Co-recipients of the ‘Best Team of Year’ award are the University of Cambridge, the Botswana Institute of Research and Technological Innovation, Cambridge Enterprise and the University of Namibia.
“Addressing the need to build R&D and technological capacity in the Southern African Development Community (SADC) region, this initiative defined Academia-Industry knowledge-exchange structures and practices conducive to local prosperity,” the initiative’s website reads.
“Advancing such Academia-Industry innovation ecosystems is also important for UK HEIs seeking to deliver impact in these regions: as reviews of Newton Fund and GCRF grants note, failure to address innovation diffusion in ODA-target countries is a major obstacle to achieving the funding goals conducive to local prosperity,” the same source adds.
The international knowledge-exchange team from the UK, Botswana, Mozambique and Namibia co-created and delivered the initiative – convening over fifty contributors from ten research institutions and seventeen actual SADC knowledge-exchange cases on aquaculture, agriculture, water treatment, conservation, climate change and tech and indigenous knowledge-based approaches to health.
The programme was initiated by a workshop in Botswana that defined infrastructure and policy priorities for the efficient identification, protection and application of promising SADC innovations and for the creation of local human, social and cultural capital. Relevant expertise was identified around the political economy of technical innovation, industrial policy for development, open research tools and IP models for societal impact and SADC research institution have since strengthened their knowledge-exchange offices, supported inventors around commercialization and established entrepreneurship training. This, in turn, drove a second workshop in Cambridge focussing on commercialization and knowledge-exchange practices and established a basis for the implementation of the numerous SADC-Cambridge collaboration identified opportunities – namely around microbial and electrochemical energy production systems and on water remediation.

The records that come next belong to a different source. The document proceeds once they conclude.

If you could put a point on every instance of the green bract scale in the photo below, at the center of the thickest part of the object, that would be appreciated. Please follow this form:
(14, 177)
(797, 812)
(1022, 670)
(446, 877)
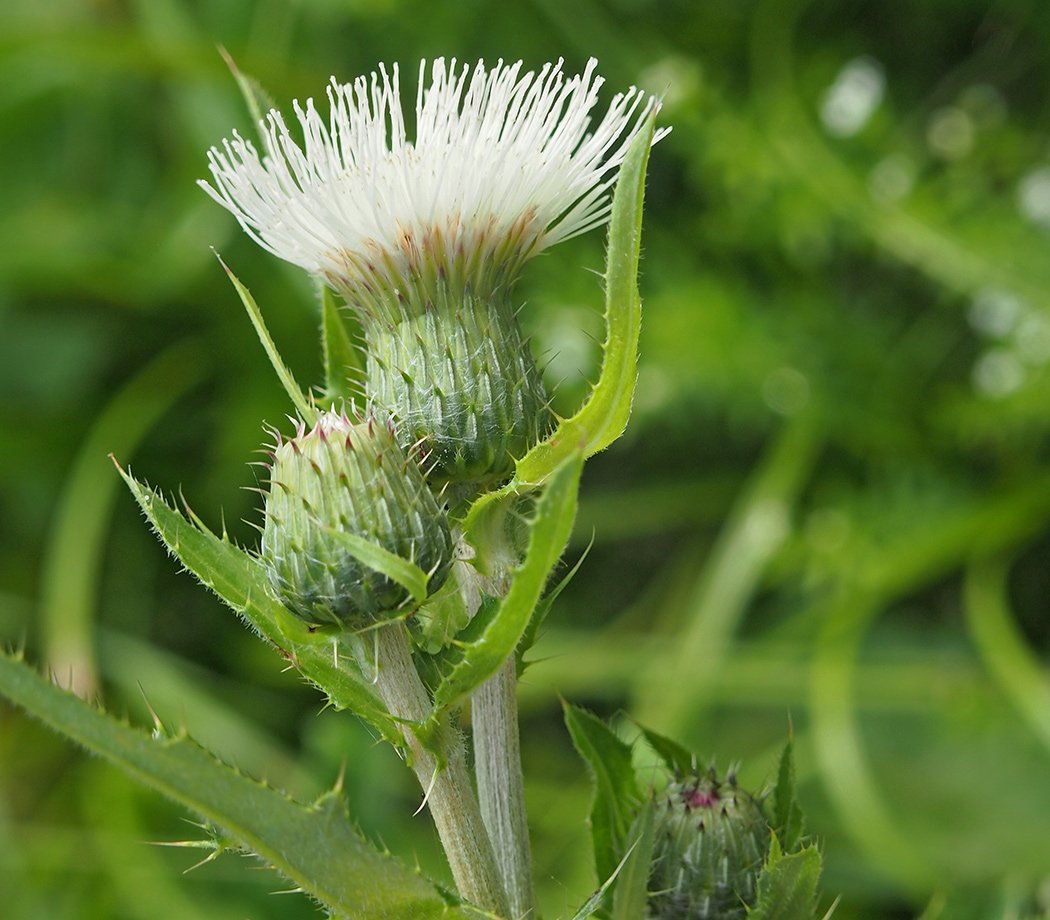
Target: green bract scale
(710, 842)
(425, 236)
(347, 477)
(460, 380)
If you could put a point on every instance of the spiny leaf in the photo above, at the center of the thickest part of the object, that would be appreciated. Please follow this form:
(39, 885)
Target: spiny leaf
(303, 406)
(603, 418)
(616, 793)
(240, 581)
(315, 847)
(548, 535)
(531, 631)
(406, 573)
(788, 885)
(343, 361)
(632, 886)
(676, 757)
(786, 814)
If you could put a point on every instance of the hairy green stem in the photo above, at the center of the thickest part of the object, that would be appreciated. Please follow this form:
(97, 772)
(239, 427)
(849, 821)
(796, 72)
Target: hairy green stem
(501, 788)
(449, 795)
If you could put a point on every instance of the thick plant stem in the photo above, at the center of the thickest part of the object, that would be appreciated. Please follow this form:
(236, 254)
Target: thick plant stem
(449, 795)
(500, 785)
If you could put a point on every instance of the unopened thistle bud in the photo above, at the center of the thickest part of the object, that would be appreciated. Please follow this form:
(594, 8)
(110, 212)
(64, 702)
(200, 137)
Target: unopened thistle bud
(349, 477)
(425, 237)
(710, 843)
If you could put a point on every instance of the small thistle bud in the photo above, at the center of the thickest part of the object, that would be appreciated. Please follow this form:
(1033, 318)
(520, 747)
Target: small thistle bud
(348, 477)
(711, 841)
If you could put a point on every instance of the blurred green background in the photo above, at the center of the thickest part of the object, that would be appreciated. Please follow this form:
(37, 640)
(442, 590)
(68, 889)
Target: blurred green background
(831, 509)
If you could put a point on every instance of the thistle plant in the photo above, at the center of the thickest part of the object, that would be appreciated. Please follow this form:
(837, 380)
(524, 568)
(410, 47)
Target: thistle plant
(418, 506)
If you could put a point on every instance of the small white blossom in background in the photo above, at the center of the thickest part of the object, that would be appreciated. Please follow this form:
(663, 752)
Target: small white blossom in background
(852, 100)
(504, 164)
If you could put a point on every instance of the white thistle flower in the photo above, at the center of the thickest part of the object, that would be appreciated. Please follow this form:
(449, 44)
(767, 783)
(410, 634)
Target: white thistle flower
(504, 165)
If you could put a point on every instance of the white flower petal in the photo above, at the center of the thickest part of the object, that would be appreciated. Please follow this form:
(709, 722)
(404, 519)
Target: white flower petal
(504, 164)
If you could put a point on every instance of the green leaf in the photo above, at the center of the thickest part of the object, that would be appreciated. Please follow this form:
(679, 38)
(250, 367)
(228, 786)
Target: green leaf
(616, 793)
(548, 535)
(603, 418)
(315, 847)
(240, 581)
(257, 100)
(343, 360)
(631, 893)
(406, 573)
(287, 380)
(677, 758)
(786, 814)
(531, 631)
(788, 885)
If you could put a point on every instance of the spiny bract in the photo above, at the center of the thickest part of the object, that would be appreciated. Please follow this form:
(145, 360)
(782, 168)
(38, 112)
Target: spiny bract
(710, 844)
(349, 477)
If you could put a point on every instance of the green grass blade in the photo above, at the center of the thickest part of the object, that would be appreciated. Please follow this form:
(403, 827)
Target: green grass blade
(616, 793)
(604, 416)
(315, 847)
(257, 100)
(239, 580)
(1003, 647)
(631, 893)
(284, 374)
(548, 536)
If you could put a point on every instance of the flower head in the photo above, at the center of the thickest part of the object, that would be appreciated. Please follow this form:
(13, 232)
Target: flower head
(503, 165)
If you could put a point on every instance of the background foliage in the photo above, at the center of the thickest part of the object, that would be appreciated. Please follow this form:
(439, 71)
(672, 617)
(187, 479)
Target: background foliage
(832, 506)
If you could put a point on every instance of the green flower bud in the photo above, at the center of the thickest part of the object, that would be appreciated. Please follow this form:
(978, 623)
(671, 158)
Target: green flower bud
(711, 841)
(459, 378)
(349, 477)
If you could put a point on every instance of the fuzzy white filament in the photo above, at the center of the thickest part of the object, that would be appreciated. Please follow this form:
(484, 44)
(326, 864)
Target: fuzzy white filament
(504, 164)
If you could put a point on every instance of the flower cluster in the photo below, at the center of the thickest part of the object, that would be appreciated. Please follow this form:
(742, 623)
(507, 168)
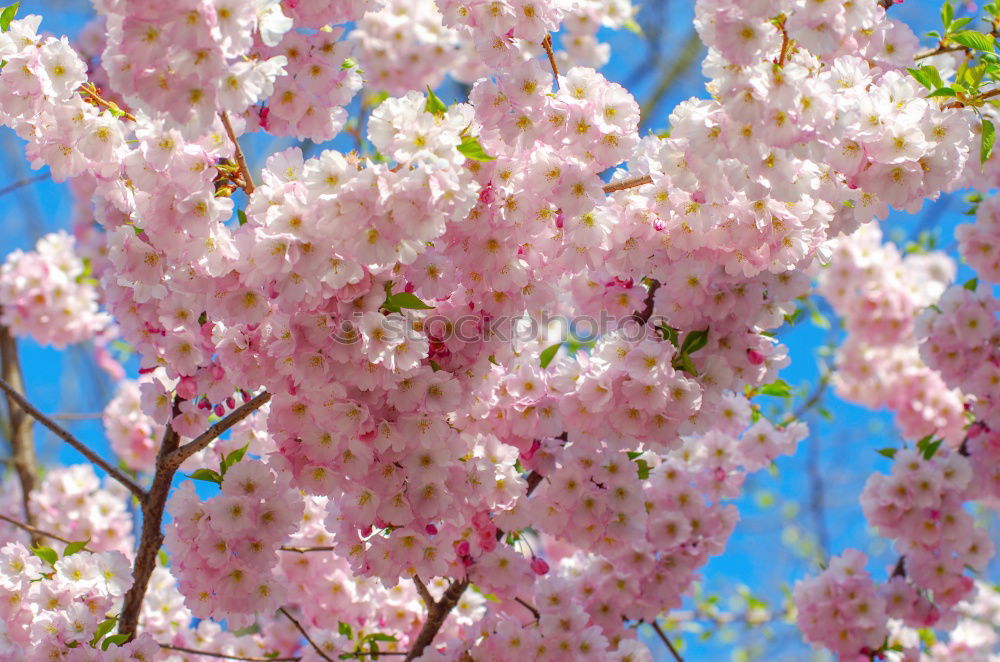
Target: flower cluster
(224, 550)
(879, 294)
(840, 608)
(48, 294)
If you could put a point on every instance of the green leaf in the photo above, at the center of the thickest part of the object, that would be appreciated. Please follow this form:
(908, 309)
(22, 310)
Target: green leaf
(472, 149)
(396, 302)
(434, 105)
(381, 636)
(778, 388)
(235, 456)
(104, 627)
(989, 135)
(549, 353)
(116, 639)
(670, 333)
(974, 40)
(694, 341)
(927, 76)
(207, 475)
(7, 15)
(46, 554)
(931, 449)
(943, 92)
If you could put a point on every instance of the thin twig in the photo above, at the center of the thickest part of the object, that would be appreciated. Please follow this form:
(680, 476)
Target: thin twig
(436, 616)
(151, 537)
(35, 531)
(424, 592)
(677, 656)
(181, 649)
(13, 186)
(305, 550)
(527, 606)
(628, 183)
(547, 45)
(216, 429)
(72, 441)
(22, 439)
(305, 634)
(240, 159)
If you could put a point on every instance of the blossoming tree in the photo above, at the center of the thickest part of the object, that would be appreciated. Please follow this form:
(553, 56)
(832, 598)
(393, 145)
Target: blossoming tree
(359, 358)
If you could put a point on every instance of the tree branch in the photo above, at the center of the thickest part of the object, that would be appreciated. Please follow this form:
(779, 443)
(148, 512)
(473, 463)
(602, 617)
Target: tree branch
(628, 183)
(175, 459)
(547, 45)
(663, 637)
(22, 440)
(151, 537)
(36, 532)
(112, 471)
(240, 159)
(436, 615)
(305, 634)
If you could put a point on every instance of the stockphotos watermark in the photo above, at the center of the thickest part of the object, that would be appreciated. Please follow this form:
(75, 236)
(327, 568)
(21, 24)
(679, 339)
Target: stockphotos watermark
(473, 328)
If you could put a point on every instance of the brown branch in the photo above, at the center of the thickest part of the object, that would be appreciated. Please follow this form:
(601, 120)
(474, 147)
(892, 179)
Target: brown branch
(436, 616)
(16, 396)
(218, 428)
(305, 550)
(663, 637)
(547, 45)
(181, 649)
(240, 159)
(628, 183)
(305, 634)
(979, 97)
(36, 532)
(91, 90)
(22, 439)
(688, 55)
(13, 186)
(424, 592)
(151, 537)
(527, 606)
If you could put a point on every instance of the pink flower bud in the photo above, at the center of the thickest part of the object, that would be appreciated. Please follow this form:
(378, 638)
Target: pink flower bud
(539, 566)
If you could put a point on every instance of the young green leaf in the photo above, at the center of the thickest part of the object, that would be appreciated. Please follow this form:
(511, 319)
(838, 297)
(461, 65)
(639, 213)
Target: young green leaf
(434, 105)
(975, 40)
(472, 149)
(400, 300)
(778, 388)
(694, 341)
(7, 15)
(207, 475)
(116, 639)
(104, 627)
(989, 135)
(46, 554)
(549, 353)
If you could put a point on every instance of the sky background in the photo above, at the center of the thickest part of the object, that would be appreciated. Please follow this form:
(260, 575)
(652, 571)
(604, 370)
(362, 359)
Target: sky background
(812, 498)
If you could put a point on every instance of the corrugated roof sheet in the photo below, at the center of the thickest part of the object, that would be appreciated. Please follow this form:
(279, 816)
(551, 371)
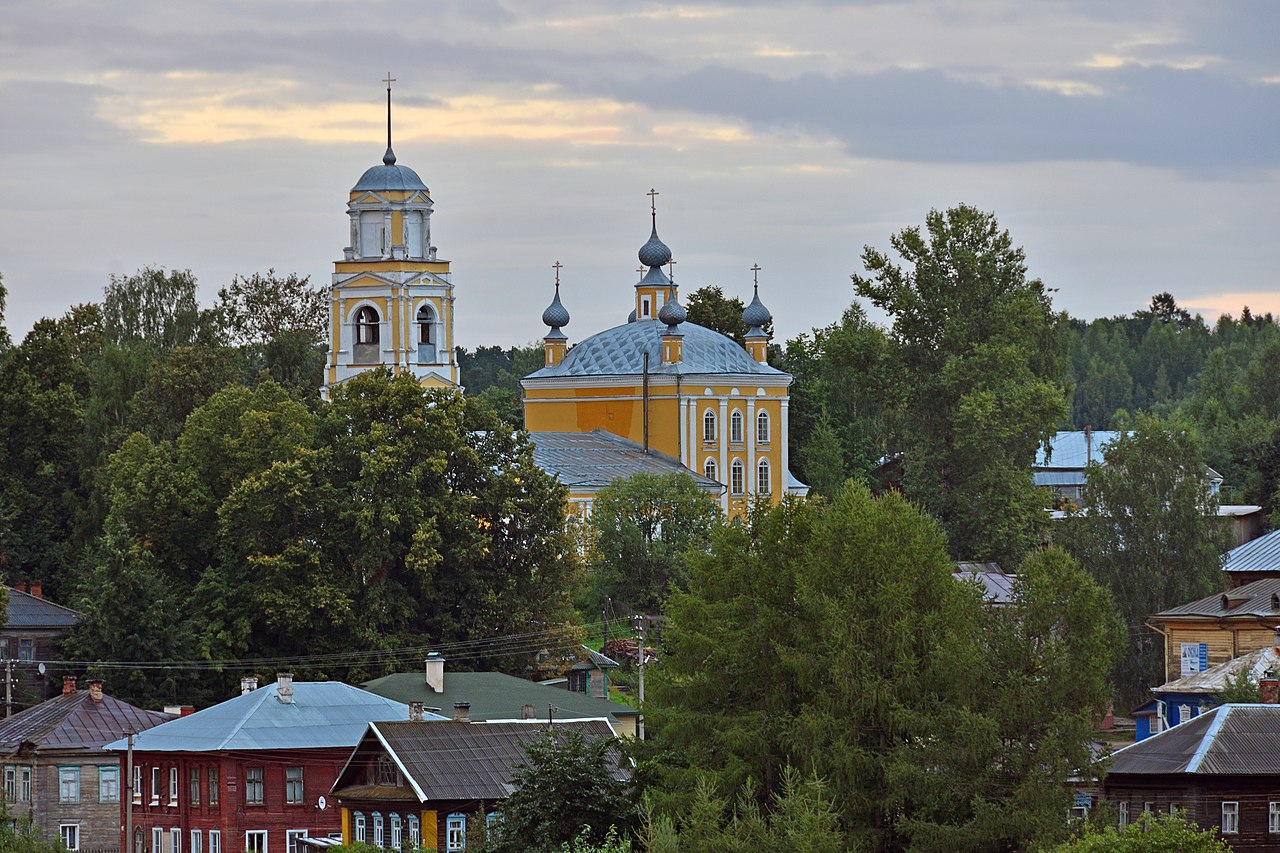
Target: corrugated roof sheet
(620, 351)
(474, 761)
(1258, 598)
(1258, 555)
(323, 714)
(494, 696)
(1070, 450)
(1230, 739)
(28, 611)
(595, 459)
(74, 721)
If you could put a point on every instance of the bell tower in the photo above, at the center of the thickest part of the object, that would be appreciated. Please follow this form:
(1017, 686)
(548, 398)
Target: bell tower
(391, 297)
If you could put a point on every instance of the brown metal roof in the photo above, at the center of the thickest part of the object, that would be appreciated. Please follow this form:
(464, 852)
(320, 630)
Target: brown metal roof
(74, 721)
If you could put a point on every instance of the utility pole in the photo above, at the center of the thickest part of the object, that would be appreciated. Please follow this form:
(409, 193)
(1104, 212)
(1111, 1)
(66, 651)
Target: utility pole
(128, 792)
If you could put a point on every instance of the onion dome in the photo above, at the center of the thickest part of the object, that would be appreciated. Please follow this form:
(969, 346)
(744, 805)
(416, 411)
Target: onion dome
(654, 252)
(755, 315)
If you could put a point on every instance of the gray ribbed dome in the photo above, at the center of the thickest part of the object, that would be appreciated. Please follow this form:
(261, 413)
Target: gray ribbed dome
(755, 314)
(654, 252)
(672, 313)
(556, 314)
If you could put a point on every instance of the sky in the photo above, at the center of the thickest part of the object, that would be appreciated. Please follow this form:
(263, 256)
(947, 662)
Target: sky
(1129, 146)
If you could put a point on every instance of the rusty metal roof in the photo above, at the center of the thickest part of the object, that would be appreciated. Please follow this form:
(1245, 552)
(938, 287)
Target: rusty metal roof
(74, 721)
(1229, 740)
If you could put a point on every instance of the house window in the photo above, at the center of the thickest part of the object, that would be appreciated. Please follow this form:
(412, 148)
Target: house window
(68, 784)
(108, 784)
(293, 784)
(291, 840)
(254, 785)
(1230, 817)
(456, 833)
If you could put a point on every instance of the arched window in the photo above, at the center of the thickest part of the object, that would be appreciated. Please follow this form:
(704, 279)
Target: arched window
(368, 331)
(426, 334)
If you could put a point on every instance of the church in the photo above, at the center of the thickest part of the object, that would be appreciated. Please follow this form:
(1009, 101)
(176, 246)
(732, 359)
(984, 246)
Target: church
(653, 395)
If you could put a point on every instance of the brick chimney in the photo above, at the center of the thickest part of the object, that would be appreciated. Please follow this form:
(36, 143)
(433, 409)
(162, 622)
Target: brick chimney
(435, 671)
(284, 687)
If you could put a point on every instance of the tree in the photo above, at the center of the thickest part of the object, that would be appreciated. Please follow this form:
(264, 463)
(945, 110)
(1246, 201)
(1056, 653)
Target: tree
(566, 793)
(1148, 834)
(1148, 530)
(643, 529)
(979, 355)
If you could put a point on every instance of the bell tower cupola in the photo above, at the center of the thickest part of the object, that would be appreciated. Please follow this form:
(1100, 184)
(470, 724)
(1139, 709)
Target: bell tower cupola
(391, 297)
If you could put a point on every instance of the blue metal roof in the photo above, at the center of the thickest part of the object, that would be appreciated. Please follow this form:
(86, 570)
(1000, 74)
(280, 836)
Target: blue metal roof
(620, 351)
(1257, 555)
(323, 714)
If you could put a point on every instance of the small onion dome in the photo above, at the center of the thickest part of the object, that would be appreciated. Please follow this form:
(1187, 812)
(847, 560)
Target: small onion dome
(556, 314)
(672, 313)
(755, 315)
(654, 252)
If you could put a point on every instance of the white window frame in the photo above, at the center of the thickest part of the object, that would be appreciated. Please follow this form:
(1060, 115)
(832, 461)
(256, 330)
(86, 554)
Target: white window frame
(1230, 817)
(456, 833)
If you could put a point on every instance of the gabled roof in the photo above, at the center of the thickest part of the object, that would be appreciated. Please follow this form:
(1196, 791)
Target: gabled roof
(496, 696)
(30, 611)
(1257, 555)
(1258, 598)
(595, 459)
(1230, 739)
(74, 721)
(461, 760)
(1219, 676)
(321, 715)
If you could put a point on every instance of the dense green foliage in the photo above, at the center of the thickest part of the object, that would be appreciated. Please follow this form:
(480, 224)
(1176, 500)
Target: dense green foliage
(833, 637)
(641, 533)
(566, 793)
(1148, 530)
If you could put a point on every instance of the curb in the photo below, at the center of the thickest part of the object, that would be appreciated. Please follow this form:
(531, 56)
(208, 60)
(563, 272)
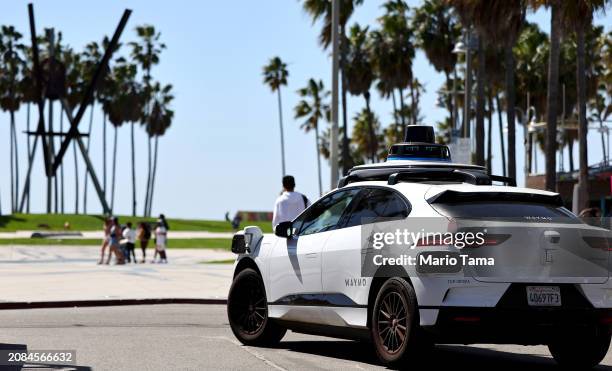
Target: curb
(105, 303)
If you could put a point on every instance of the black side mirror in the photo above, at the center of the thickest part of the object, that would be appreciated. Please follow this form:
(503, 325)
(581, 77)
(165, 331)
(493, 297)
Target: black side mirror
(284, 229)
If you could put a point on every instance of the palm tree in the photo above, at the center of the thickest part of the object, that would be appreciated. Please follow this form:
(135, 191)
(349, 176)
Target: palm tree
(11, 64)
(322, 9)
(365, 124)
(577, 16)
(122, 103)
(499, 22)
(531, 51)
(158, 122)
(359, 75)
(75, 89)
(393, 50)
(146, 52)
(313, 107)
(552, 97)
(275, 75)
(90, 58)
(436, 33)
(29, 96)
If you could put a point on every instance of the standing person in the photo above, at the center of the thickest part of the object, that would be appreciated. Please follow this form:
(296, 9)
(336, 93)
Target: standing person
(115, 234)
(144, 236)
(130, 236)
(289, 204)
(161, 234)
(106, 240)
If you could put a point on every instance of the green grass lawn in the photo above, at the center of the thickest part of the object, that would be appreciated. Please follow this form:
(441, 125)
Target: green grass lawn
(193, 243)
(11, 223)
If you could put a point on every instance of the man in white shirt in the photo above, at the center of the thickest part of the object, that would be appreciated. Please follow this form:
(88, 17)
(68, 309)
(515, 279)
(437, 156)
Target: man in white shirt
(289, 204)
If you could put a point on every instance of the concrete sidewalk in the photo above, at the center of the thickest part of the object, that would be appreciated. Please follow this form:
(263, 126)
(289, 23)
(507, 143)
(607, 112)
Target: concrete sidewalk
(70, 273)
(100, 234)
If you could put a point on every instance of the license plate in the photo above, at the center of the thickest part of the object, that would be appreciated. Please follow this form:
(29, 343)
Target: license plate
(544, 296)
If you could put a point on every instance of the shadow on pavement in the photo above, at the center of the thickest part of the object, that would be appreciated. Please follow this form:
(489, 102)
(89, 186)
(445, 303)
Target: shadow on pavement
(4, 347)
(451, 356)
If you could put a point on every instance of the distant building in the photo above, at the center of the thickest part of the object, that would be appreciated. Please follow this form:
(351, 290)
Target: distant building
(600, 188)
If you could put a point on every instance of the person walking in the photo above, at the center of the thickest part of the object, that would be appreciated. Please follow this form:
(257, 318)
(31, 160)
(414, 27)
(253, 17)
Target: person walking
(106, 239)
(161, 239)
(115, 233)
(144, 236)
(289, 204)
(130, 236)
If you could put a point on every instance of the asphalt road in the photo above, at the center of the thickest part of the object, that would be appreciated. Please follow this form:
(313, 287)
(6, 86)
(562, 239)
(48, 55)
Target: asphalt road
(197, 337)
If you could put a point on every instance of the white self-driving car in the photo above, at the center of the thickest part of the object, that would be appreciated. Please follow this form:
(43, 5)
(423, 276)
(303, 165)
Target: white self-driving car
(550, 283)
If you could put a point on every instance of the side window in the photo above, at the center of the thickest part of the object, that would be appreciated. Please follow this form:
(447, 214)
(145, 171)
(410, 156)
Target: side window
(376, 204)
(325, 214)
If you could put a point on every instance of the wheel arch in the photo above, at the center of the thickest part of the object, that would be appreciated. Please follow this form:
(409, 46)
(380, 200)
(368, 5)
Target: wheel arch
(380, 277)
(245, 263)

The initiative’s innovative design also motivated consultation from Innovate UK around the delivery of Africa KTN and has already been deployed elsewhere.
The knowledge exchange team continues to act as a network for the implementation of UK-SADC collaborative research projects that respond to development needs of Southern Africa and for the championing of knowledge-exchange models that can adequately respond to the development priorities of the region.